Under the reports, he found one last item—a Residential Seller Property Disclosure. Across the top of this form, Stu had scrawled ...

you owe me for this one

“This everything you asked Stu for?” Sophie said.

“Mostly.” Grant leaned down, squinting at the poor photocopy of the property disclosure, but the light was bad. “I can’t make any of this out.” He reached into his pocket, pulled out Sophie’s phone. It still had a three-quarter charge.

“Grant?”

“Yeah?”

“I can’t believe I’m about to have a serious conversation about this, but I have an observation.”

“Shoot.”

“In thinking about Seymour and Talbert and the other men, there’s a common theme which you appear to be overlooking.”

“What’s that?”

“Your sister.”

“Meaning ...”

“This is her house. It’s her bedroom they’re all walking into and coming out like zombies. Or killing themselves.”

“Point being?”

“You’ve got all this background info on the house—and that’s useful—but are you sure you’re not missing something that’s staring you right in the face?”

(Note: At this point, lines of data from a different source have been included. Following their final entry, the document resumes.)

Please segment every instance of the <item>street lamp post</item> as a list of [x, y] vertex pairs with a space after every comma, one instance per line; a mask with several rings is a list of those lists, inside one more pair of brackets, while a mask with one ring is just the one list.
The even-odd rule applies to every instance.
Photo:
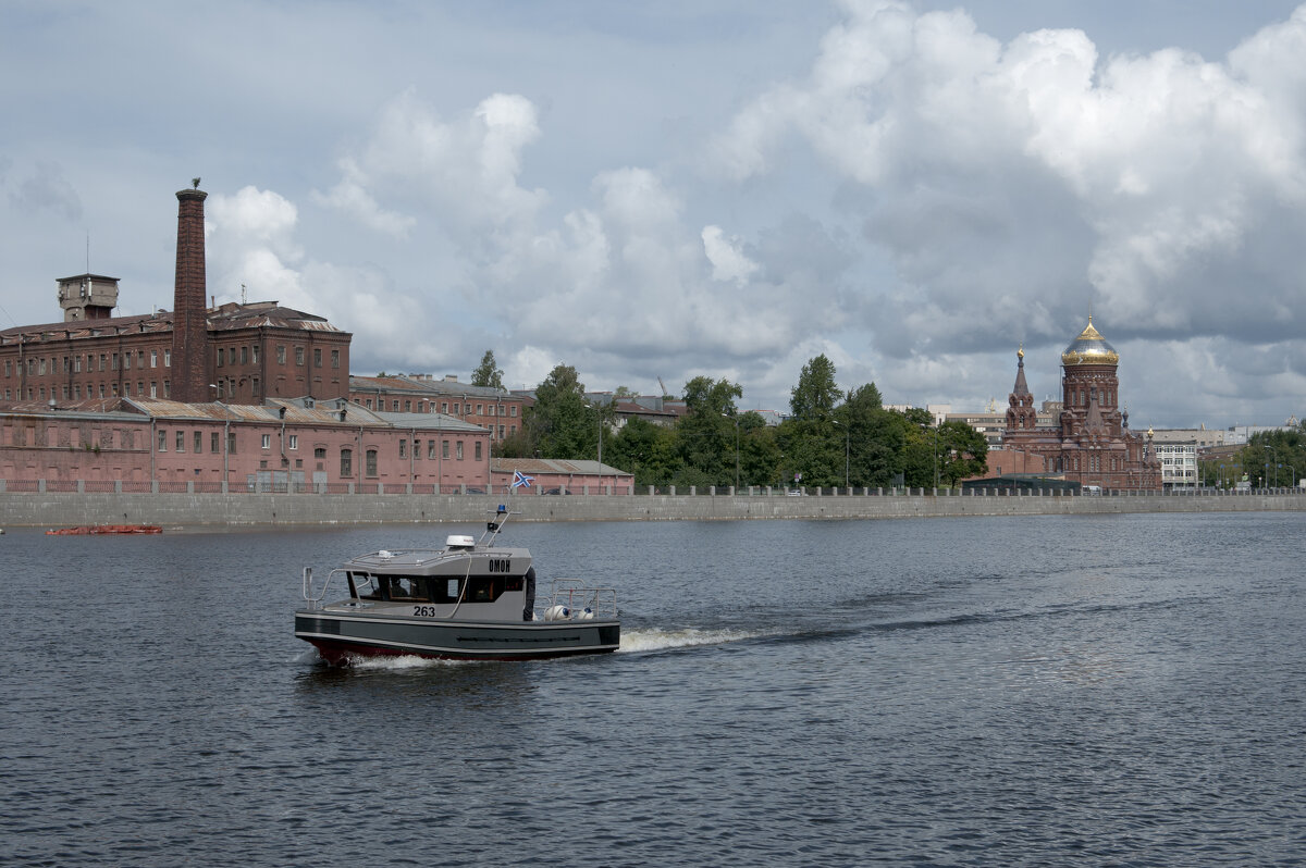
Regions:
[[849, 452], [852, 450], [853, 426], [848, 423], [841, 423], [838, 419], [831, 419], [831, 422], [833, 422], [836, 426], [840, 426], [844, 429], [844, 491], [848, 491], [849, 486], [852, 484], [849, 482], [849, 474], [848, 474], [848, 456]]
[[726, 419], [731, 419], [735, 423], [735, 493], [739, 493], [739, 414], [738, 412], [722, 412]]
[[939, 424], [934, 426], [934, 489], [939, 489]]

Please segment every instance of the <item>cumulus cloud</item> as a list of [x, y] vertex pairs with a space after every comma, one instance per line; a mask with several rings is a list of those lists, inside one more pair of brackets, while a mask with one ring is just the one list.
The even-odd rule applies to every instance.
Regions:
[[1306, 12], [1209, 61], [1102, 59], [1079, 30], [1003, 44], [961, 10], [844, 10], [807, 77], [742, 108], [712, 154], [756, 183], [798, 138], [846, 179], [897, 271], [866, 322], [883, 351], [1058, 342], [1089, 304], [1117, 339], [1255, 339], [1264, 305], [1276, 328], [1306, 321], [1306, 262], [1277, 240], [1306, 228]]
[[726, 238], [720, 226], [703, 227], [703, 253], [712, 262], [712, 279], [743, 286], [757, 264], [741, 249], [738, 236]]

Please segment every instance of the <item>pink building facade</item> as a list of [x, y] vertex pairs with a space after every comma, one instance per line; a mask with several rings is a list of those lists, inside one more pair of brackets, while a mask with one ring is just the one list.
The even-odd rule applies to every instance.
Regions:
[[166, 491], [488, 491], [490, 432], [345, 399], [264, 406], [119, 399], [0, 412], [0, 484]]

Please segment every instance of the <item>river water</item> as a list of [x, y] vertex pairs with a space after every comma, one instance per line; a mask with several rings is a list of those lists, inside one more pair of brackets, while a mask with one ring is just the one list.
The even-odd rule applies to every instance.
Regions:
[[622, 650], [333, 670], [461, 525], [0, 536], [0, 863], [1299, 865], [1306, 514], [509, 525]]

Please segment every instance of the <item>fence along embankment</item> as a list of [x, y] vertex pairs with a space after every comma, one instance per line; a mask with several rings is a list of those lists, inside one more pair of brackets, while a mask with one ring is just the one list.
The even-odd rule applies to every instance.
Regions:
[[[837, 491], [837, 489], [836, 489]], [[960, 516], [1303, 512], [1306, 492], [1067, 496], [1040, 492], [808, 493], [282, 493], [0, 492], [0, 527], [76, 525], [295, 526], [481, 522], [499, 504], [515, 521], [871, 519]]]

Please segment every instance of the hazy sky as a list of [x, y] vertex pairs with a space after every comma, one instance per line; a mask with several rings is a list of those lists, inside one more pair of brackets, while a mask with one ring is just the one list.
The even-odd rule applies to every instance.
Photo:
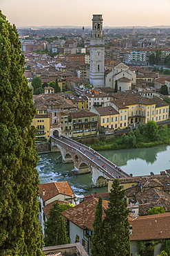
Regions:
[[104, 26], [170, 26], [170, 0], [0, 0], [0, 8], [17, 27], [91, 26], [93, 14]]

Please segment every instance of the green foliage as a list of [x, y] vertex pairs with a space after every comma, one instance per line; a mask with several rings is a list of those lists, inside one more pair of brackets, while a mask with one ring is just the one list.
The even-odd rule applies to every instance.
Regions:
[[39, 87], [41, 87], [41, 79], [40, 77], [36, 75], [32, 78], [32, 86], [34, 88], [34, 91]]
[[160, 255], [157, 255], [157, 256], [169, 256], [169, 255], [164, 250], [162, 250]]
[[148, 121], [145, 126], [145, 133], [147, 138], [152, 142], [156, 141], [158, 138], [158, 127], [155, 121]]
[[161, 250], [170, 255], [170, 239], [164, 239], [161, 245]]
[[165, 68], [164, 70], [164, 75], [170, 75], [170, 70], [168, 68]]
[[130, 255], [129, 210], [124, 199], [125, 195], [125, 192], [120, 188], [119, 180], [114, 179], [103, 220], [105, 255]]
[[37, 88], [34, 91], [34, 95], [43, 94], [44, 93], [44, 89], [42, 87]]
[[168, 95], [168, 87], [166, 84], [162, 84], [160, 89], [160, 94]]
[[159, 72], [160, 74], [162, 74], [164, 73], [164, 68], [162, 67], [162, 66], [161, 66], [161, 67], [160, 68]]
[[160, 243], [159, 241], [140, 241], [138, 242], [138, 250], [144, 252], [145, 250], [153, 250], [154, 248]]
[[42, 88], [45, 88], [45, 87], [47, 87], [48, 86], [48, 84], [47, 82], [44, 82], [43, 84], [42, 84]]
[[61, 209], [58, 201], [53, 204], [49, 215], [45, 223], [45, 246], [69, 244], [64, 218], [61, 214]]
[[118, 92], [118, 81], [115, 81], [115, 85], [114, 85], [114, 93]]
[[55, 87], [56, 87], [55, 81], [50, 82], [50, 83], [48, 84], [48, 86], [50, 86], [50, 87], [52, 87], [52, 88], [55, 89]]
[[151, 209], [148, 210], [148, 215], [157, 214], [158, 213], [164, 212], [165, 212], [165, 210], [164, 210], [163, 206], [162, 205], [159, 207], [153, 206]]
[[170, 55], [167, 55], [164, 59], [164, 64], [167, 66], [170, 66]]
[[0, 252], [43, 255], [32, 93], [14, 26], [0, 12]]
[[94, 232], [92, 237], [92, 256], [104, 255], [103, 225], [102, 219], [102, 197], [100, 196], [93, 223]]

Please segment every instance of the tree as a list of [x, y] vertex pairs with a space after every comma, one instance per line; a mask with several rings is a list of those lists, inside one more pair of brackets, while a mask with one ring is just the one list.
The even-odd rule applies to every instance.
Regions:
[[125, 192], [120, 187], [119, 180], [115, 179], [103, 221], [105, 255], [130, 255], [129, 224], [127, 219], [129, 210], [127, 209], [125, 195]]
[[158, 214], [158, 213], [164, 213], [165, 210], [163, 206], [156, 207], [153, 206], [151, 209], [148, 210], [148, 215]]
[[41, 79], [40, 78], [40, 77], [36, 75], [34, 76], [33, 78], [32, 78], [32, 86], [33, 86], [34, 88], [34, 91], [37, 89], [37, 88], [39, 88], [39, 87], [42, 87], [42, 84], [41, 84]]
[[168, 87], [166, 84], [162, 84], [160, 89], [160, 94], [168, 95]]
[[15, 26], [0, 11], [1, 255], [43, 255], [32, 93]]
[[164, 73], [164, 68], [162, 67], [162, 66], [161, 66], [161, 67], [160, 68], [159, 72], [160, 74], [162, 74]]
[[37, 88], [35, 91], [34, 91], [34, 95], [39, 95], [39, 94], [42, 94], [44, 93], [44, 89], [41, 87]]
[[58, 201], [53, 204], [49, 215], [50, 217], [45, 223], [44, 242], [45, 246], [69, 244], [64, 218], [61, 214], [61, 210]]
[[100, 196], [93, 223], [94, 233], [92, 237], [92, 256], [103, 256], [105, 255], [103, 239], [103, 225], [102, 214], [102, 197]]
[[118, 81], [115, 81], [115, 85], [114, 85], [114, 93], [118, 92]]
[[155, 121], [148, 121], [145, 126], [145, 133], [151, 141], [156, 141], [158, 137], [158, 126]]
[[47, 87], [48, 86], [48, 84], [45, 82], [44, 82], [43, 84], [42, 84], [42, 88], [45, 88], [45, 87]]

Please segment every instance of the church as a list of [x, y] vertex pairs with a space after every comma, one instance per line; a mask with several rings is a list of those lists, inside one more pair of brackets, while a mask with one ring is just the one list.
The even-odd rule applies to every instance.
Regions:
[[131, 90], [136, 74], [123, 62], [106, 60], [102, 15], [93, 15], [90, 39], [89, 84], [94, 87], [111, 87], [118, 91]]

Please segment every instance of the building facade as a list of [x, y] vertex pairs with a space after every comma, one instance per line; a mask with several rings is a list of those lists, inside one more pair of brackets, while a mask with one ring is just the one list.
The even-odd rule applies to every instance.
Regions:
[[105, 44], [101, 15], [94, 15], [92, 19], [89, 83], [96, 87], [105, 84]]

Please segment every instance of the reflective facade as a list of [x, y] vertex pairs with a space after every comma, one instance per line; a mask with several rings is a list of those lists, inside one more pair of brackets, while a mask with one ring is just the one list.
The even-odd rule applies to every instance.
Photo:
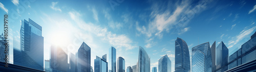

“My sister is as much a victim—no, more so—than anyone. She’s a wreck.”

“But you have no idea what she’s been doing for the last five years. I mean ... do you really even know her?”

“You’re suggesting maybe Paige is the cause of all this?”

“I’m saying you seem to be looking everywhere but the obvious direction.”

“She wasn’t even in her room when Don went up there, Sophie. And you think she’s somehow causing me to become violently ill when I step outside?”

“Who the hell knows? Assuming everything you’ve told me is true, we’re dealing with a rulebook we’ve never seen before.”

“Yes, she’s an addict and a prostitute who has fucked her own life from every possible position, but that doesn’t mean ... what are you saying exactly? That Paige has put a—for lack of a better word—curse on this house? On me? On everyone who walks in? Does this mean she’s a witch? Come on.”

“Remember what you wrote in my birthday card last month?”

“Sure.”

“Say it back to me now.”

He shook his head.

“You forgot.”

“To Sophie. You’re the best partner I’ve ever had because you see cases from angles I could never reach.”

“Still believe that?” she asked.

“I do.”

“Still want to dismiss my input so quickly?”

One of the steps creaked bloody murder.

Grant turned and stared at the shadow of his sister.

Paige stood as still as a statue halfway down the staircase.

“Everything okay?” Grant asked.

“Dinner’s ready.” Her voice was flat, void of emotion, unreadable.

“Great.” He closed the manila folder and shelved it under his arm. “We’re coming up.”